Actress Helen Mirren: I gave up cocaine when I heard Nazi war criminal profited from it

Oscar-winner says she 'loved coke,' but then heard that Klaus Barbie lived off drug proceeds.

By Haaretz Service Tags: Jewish World Nazi

Oscar-winning British actress Helen Mirren has said she used to love cocaine, but stopped taking the drug after learning that a Nazi war criminal profited from the trade, according to GQ magazine.

The 63-year-old, who won an Academy Award for her role in The Queen, was quoted by the magazine as saying she used to dabble in marijuana and cocaine when she was younger.

"I loved coke. I never did a lot, just a little bit at parties," Mirren was quoted as telling the magazine in an interview, which was made available to the media Monday.

"But what ended it for me was when they caught (Nazi war criminal) Klaus Barbie, the Butcher of Lyon, in the early 80s. He was hiding in South America and living off the proceeds of being a cocaine baron.

"And I read that in the paper, and all the cards fell into place, and I saw how my little sniff of cocaine at a party had an absolute direct route to this ... horrible man in South America," she was quoted as saying.

As head of the Gestapo in the French city of Lyon, Barbie personally tortured prisoners and was blamed for the deaths of some 4,000 people. After the war he lived in Bolivia for decades. In the 1980s he was extradicted to France, and put on trial in Lyon in 1987. Sentenced to life imprisonment for crimes against humanity, he died in jail in Lyon of leukemia four years later, at the age of 77.

A fan of the QueenMirren also reportedly said she used to steal during what she described as a very poor youth.
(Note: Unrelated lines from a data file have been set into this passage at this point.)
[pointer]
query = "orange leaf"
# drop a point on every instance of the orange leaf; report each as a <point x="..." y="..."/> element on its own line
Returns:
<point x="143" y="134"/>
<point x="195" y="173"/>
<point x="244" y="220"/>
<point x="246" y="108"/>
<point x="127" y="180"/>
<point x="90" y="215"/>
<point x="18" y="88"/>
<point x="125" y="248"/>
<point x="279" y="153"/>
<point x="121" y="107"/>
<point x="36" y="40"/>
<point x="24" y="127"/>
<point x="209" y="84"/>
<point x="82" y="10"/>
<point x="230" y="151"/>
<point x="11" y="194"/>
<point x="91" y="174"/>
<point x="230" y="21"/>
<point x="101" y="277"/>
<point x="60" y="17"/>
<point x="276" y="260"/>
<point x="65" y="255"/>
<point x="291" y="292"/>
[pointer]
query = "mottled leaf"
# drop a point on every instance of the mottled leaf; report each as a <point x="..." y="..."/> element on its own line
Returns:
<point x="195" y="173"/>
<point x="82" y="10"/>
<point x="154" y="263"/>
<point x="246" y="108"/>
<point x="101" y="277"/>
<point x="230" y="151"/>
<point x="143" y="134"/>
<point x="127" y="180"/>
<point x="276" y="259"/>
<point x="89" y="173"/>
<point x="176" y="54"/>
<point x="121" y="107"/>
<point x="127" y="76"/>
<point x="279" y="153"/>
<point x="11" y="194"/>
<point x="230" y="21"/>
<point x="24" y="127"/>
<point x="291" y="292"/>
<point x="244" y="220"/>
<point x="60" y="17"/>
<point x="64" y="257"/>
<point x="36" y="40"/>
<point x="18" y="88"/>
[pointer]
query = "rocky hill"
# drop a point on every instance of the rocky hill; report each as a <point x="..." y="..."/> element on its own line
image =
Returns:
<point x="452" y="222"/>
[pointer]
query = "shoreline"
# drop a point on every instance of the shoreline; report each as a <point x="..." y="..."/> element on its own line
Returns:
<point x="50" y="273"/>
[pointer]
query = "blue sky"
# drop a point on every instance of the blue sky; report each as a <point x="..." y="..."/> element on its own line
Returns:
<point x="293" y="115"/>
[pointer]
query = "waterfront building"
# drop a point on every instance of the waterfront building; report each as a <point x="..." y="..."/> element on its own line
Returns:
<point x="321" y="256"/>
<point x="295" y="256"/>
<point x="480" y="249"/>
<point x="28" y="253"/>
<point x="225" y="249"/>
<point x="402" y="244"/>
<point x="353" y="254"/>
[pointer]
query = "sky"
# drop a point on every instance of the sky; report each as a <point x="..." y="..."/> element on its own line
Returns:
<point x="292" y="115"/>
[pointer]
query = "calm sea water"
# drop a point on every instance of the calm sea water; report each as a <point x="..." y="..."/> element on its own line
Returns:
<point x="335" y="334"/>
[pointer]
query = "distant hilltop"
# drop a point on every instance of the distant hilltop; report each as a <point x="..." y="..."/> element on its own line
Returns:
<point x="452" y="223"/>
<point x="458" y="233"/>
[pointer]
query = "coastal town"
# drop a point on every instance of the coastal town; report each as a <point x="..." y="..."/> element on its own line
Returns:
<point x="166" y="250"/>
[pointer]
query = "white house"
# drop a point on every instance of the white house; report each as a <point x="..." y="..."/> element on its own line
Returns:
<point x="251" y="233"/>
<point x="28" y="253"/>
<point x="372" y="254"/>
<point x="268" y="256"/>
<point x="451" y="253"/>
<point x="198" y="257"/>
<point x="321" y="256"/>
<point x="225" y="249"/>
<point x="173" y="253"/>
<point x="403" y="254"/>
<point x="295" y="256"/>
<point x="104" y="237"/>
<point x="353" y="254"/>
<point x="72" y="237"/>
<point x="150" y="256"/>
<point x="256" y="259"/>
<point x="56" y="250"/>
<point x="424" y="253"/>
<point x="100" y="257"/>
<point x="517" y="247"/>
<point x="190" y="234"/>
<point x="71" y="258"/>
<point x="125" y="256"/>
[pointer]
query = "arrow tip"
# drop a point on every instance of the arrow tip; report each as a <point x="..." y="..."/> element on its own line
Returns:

"I needed to shoplift for food," she reportedly said, adding that while she enjoyed the accoutrements of movie star life she still had frugal instincts, cutting her own hair and wearing dollar-store glasses.

Mirren said she was not a royalist but had become a fan of Queen Elizabeth II since playing her in The Queen.

"It's a miracle she's never gone mad," Mirren was quoted as saying. "She is a remarkable person, who has achieved an amazing thing with a life she neither chose for herself, nor particularly wanted."

Mirren's interview is carried in the British edition of GQ, which goes on sale Thursday.